Los especialistas advierten que la pirotecnia puede generar pérdida de audición temporal o permanente.
La pirotecnia puede alcanzar desde los 150 hasta los 175 decibeles, mientras que el oído tiene la capacidad de tolerar sonidos hasta 90 decibeles sin que se produzca daño en el sistema auditivo.
Al manipular pirotecnia de manera directa no solo se pueden sufrir quemaduras y lesiones oculares; también exponer al oído a sonidos de gran intensidad puede ocasionar problemas graves -y algunas veces irreversibles- como la pérdida de audición temporal o permanente y zumbidos, al lesionar las estructuras del oído interno.
“Para prevenir una lesión es recomendable ubicarse a una distancia prudente del explosivo ya que cuanto más lejos estén las personas de los explosivos menor será el daño. Los adultos deberían situarse a unos 15 o 20 metros de la explosión para estar a una distancia segura, mientras que los niños deberían estar a unos 50 o 60 metros ante el mismo tipo de sonido. También se puede utilizar protección auditiva como tapones o auriculares en caso de manipularlos, para disminuir el impacto sonoro. Este tipo de protección es la más recomendable y efectiva para atenuar los efectos de las explosiones en nuestros oídos”, aseguró la médica otorrinolaringóloga, Andrea Ricardo, jefa del Servicio de Otorrinolaringología del Hospital Británico y asesora médica de GAES Centros Auditivos.
Lesiones más comunes
El ruido generado por la pirotecnia, especialmente por los petardos, suele tener una duración muy corta de aproximadamente una centésima de segundo que se propaga a gran velocidad en espacios abiertos. Si bien el oído tiene un sistema de protección natural ante sonidos fuertes, éste se activa después de los diez centésimas de segundo por lo tanto se verá afectada la audición salvo que se tomen las precauciones necesarias.

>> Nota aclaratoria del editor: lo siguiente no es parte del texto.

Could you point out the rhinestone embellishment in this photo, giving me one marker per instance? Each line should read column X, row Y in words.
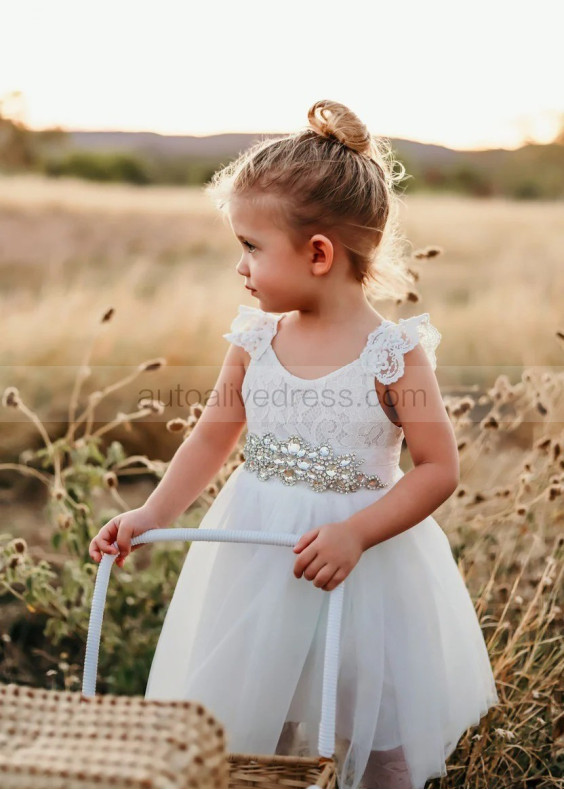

La especialista advirtió sobre la aparición de una serie de síntomas claros cuando la audición se ve afectada y recomendó que ante alguna de estas molestias se acuda a una guardia para ser diagnosticado. “Como un órgano que contiene aire, el sistema auditivo se considera que es más susceptible al daño asociado a la onda expansiva. Dichos daños pueden afectar, desde la membrana timpánica hasta el oído interno, y conducir a pérdidas auditivas y zumbidos, que pueden ser temporales o permanentes”.
Algunos de los síntomas pueden ser hipoacusia en distintos grados (leve, moderada o severa), en la mayoría de los casos dejando daño irreversible del oído interno; zumbidos o acúfenos que pueden desaparecer, disminuir o permanecer constantes con el transcurrir de las horas; otorragia o sangrado del oído provocado por desgarros en la membrana timpánica en casos más severos; alteraciones del equilibrio.